The published attack creates a rogue CA certificate using an MD5 collision. In terms of the above definition, the researchers create a file m1 that is a certificate request for a domain name the researchers legitimately own. They then pay a real CA that is trusted by all browsers to grant a certificate for m1. The attack arises from the fact that the researchers were also able to create a file m2 that is a malicious certificate request claiming that the researchers are themselves a trusted CA. While a legitimate CA would never generate a certificate saying that the researchers are a CA, the researchers can actually generate the certificate themselves using the signature of the valid certificate (created from m1). Why does this work? Well, when a CA creates the signature in a certificate, for efficiency, it computes the signature over the hash of the data in the certificate request. Thus, since the researchers found a collision H(m1) == H(m2), the signature in the original valid certificate will also work as a signature for the malicious certificate.
Once the researchers have a rogue CA certificate that browsers will trust as a valid CA certificate, they can use that CA certificate to grant themselves a certificate for ANY domain name. This would allow them to impersonate Google, your bank, or just about any other HTTPS website. That is scary!

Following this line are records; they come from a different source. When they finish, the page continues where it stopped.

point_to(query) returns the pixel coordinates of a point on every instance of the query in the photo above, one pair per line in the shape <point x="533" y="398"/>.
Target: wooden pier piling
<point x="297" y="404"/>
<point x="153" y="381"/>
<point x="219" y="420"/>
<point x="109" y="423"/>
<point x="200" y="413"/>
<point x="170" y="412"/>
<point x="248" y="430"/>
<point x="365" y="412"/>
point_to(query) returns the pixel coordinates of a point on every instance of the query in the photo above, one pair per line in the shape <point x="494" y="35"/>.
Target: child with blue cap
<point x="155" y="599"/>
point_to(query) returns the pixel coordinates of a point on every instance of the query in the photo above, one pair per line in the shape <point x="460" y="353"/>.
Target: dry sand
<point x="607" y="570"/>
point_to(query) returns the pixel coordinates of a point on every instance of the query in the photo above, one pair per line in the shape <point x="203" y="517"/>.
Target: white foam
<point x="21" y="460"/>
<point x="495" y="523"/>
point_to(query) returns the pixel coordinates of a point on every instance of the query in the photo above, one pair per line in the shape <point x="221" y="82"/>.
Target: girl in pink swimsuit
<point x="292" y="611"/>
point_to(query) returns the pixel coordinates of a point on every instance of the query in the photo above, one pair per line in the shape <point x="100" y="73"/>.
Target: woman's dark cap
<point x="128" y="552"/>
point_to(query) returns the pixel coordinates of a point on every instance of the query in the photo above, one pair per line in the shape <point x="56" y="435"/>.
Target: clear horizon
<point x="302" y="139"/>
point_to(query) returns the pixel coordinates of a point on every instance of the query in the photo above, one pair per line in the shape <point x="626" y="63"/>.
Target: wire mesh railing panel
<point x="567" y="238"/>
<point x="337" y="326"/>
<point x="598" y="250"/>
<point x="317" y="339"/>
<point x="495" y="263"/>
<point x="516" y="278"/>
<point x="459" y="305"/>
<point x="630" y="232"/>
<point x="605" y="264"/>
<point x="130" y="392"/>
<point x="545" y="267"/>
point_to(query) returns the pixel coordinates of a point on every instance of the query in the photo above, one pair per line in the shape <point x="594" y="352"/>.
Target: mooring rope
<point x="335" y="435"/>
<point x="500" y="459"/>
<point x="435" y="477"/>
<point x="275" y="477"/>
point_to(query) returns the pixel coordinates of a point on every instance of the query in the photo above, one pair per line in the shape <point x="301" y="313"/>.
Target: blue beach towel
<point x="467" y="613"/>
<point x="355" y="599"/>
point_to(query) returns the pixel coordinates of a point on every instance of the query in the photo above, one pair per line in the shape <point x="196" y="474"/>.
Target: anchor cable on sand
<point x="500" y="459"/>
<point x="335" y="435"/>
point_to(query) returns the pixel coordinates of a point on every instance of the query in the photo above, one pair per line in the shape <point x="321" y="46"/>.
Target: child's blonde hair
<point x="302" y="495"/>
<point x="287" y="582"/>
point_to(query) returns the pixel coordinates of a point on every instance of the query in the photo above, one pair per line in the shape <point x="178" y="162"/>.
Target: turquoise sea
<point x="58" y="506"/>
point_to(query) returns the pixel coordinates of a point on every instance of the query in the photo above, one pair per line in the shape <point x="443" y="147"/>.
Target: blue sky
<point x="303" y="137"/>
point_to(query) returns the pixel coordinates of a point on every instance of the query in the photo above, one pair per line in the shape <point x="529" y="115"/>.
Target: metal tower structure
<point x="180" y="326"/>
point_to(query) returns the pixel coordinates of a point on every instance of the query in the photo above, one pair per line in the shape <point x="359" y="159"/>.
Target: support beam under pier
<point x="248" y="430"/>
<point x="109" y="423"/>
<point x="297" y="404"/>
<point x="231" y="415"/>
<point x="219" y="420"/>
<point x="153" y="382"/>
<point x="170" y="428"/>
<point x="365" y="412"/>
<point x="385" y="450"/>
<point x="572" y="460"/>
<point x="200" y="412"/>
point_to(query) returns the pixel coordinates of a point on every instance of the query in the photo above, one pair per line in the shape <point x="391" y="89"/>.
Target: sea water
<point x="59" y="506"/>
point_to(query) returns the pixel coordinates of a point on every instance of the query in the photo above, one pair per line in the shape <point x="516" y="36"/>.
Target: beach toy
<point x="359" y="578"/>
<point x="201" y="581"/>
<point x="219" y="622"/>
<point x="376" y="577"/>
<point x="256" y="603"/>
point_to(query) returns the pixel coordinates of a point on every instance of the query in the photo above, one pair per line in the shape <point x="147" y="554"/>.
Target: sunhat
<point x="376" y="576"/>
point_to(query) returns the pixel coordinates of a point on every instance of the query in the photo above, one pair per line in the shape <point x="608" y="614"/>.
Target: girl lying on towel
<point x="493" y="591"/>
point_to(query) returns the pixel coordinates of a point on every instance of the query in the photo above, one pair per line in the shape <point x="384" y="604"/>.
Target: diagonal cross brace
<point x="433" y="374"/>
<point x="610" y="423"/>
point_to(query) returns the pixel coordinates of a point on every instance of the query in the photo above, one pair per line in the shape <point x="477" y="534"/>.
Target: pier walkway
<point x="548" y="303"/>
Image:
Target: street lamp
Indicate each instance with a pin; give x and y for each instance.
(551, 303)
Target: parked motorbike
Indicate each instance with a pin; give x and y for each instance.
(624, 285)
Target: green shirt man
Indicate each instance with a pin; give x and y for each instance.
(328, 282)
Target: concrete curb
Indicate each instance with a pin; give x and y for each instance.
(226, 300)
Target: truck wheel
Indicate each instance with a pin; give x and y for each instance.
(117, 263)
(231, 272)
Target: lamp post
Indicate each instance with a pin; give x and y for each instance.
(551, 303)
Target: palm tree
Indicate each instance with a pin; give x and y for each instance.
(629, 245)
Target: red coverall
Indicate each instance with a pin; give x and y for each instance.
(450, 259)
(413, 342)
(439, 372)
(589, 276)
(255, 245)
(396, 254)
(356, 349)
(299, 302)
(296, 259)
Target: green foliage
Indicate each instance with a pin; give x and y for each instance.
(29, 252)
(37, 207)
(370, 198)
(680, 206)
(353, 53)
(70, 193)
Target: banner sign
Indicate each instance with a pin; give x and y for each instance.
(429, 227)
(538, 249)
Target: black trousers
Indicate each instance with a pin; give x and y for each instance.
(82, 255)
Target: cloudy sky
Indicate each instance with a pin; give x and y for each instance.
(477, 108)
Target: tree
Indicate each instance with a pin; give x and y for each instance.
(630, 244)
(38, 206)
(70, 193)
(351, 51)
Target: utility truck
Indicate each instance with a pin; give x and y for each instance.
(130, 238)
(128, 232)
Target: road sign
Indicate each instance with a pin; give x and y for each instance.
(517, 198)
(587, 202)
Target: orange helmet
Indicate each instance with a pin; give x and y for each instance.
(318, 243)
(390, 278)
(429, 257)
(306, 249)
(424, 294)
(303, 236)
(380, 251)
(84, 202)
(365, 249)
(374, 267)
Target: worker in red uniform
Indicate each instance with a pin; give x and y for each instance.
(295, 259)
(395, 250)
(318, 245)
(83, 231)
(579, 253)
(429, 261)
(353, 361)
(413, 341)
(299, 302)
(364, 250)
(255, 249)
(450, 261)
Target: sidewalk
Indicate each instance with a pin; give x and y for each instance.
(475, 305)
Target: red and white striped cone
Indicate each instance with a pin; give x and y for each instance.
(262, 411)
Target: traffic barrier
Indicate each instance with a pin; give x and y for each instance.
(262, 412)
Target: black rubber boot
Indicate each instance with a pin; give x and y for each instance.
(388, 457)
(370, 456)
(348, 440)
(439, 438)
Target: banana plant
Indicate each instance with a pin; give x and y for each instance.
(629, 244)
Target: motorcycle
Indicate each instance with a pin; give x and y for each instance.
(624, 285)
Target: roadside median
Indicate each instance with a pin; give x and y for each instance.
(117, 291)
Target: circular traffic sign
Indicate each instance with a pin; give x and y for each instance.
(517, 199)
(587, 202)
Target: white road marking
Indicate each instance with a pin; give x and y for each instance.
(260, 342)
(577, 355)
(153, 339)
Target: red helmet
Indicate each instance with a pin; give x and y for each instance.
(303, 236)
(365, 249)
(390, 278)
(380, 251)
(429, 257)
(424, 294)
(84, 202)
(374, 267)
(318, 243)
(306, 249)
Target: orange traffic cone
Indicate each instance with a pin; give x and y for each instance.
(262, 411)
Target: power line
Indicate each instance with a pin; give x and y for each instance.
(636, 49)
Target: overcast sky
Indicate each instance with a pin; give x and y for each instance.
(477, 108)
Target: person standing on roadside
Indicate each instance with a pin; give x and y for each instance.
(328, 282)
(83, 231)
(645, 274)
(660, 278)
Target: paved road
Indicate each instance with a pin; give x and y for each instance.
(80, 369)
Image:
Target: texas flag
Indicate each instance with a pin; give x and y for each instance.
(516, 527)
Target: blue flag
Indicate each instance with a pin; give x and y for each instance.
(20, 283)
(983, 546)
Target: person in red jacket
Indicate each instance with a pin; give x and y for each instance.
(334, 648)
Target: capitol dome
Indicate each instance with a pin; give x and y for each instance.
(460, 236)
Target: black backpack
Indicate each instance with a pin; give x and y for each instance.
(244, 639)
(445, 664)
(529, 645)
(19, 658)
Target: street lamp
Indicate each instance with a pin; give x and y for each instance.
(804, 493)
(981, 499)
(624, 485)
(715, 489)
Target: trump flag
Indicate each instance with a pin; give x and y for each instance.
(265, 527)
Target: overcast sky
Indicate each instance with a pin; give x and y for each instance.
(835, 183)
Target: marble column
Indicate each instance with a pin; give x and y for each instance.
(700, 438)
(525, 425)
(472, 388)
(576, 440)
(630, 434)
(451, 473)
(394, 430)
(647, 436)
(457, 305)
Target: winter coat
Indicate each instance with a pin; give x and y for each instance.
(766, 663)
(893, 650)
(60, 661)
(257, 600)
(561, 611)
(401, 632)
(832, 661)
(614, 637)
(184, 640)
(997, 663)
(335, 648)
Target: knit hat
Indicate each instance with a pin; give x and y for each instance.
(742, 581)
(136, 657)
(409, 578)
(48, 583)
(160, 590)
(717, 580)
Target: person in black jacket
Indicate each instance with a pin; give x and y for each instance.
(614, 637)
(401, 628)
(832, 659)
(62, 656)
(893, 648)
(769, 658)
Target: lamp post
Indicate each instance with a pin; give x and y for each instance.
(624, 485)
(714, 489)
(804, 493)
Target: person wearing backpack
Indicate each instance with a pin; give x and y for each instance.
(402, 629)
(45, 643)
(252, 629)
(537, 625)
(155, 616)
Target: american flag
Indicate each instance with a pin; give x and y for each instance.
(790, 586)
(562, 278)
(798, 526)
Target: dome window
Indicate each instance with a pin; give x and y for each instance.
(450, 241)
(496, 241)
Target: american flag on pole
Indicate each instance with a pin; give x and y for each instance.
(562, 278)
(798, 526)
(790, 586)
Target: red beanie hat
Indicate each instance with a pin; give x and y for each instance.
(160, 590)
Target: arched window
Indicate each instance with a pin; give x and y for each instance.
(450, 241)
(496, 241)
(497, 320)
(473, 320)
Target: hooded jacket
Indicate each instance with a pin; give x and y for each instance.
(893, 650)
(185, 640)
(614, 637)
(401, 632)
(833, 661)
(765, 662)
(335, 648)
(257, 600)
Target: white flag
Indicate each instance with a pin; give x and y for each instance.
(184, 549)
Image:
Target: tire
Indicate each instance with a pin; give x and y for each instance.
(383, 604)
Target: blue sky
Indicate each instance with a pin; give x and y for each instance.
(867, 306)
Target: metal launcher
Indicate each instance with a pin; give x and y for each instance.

One use of Perspectives is to provide an additional layer of protection to detect attacks even when the browser trusts the CA that signed the certificate. This recent attack is a great example of why Perspectives can be useful.
Let’s look at an example were a rogue CA is used maliciously to generate a certificate for www.google.com . The attacker can launch a "man-in-the-middle" attack on your web connection while you are using wireless and impersonates Google using the malicious certificate. Normally, your browser would just trust this certificate without asking any questions because it trusts the root CA. Perspectives, on the other hand, completely ignores all CA trust data and instead trusts a key based on whether a collection of network notaries (scattered throughout the Internet) have seen www.google.com using that key consistently over time. Since the notary servers will still see www.google.com’s correct certificate and report that key to the client, the client will be able to detect that the attacker’s certificate is suspicious and reject it.
To allow Perspectives to detect these attacks, you must instruct it to contact Notaries for all HTTPS sites, even if your browser considers the certificate valid. To do so, use Tools -> Add-ons -> Perspectives and then click on the "Preferences" tab and select the option "Contact Notaries for all HTTPS sites".
Perspectives uses MD5 in two ways. However, both uses depend only on the second preimage resistance of MD5 and thus are not undermined by the published weakness in MD5 collision resistance. In more detail:
Despite the fact that no efficient attacks on MD5 second preimage resistance are known to exist, the weaknesses demonstrated against MD5 collision resistance suggest that researchers are also likely to make progress on breaking MD5 second preimage resistance in the not-to-distant future. As a result, we plan on moving Perspectives to a stronger hash function like SHA-256 in the near future.
Q: Why does Perspectives consider the certificate for the "rogue CA" example site (https://i.broke.the.internet.and.all.i.got.was.this.t-shirt.phreedom.org/ ) cert to be valid?
A: Perspectives ignores all CA information in a certificate, so the MD5 attack has no impact on whether the cert is considered valid. Perspectives only cares what key the notaries see a particular domain using. Since the researchers giving the demo are the legitimate owners of https://i.broke.the.internet.and.all.i.got.was.this.t-shirt.phreedom.org/, Perspectives will consider the certificate valid once it has built up sufficient history. As described above, if the researchers tried to claim that their website was in fact www.google.com, the notaries would detect a conflict and not trust the certificate.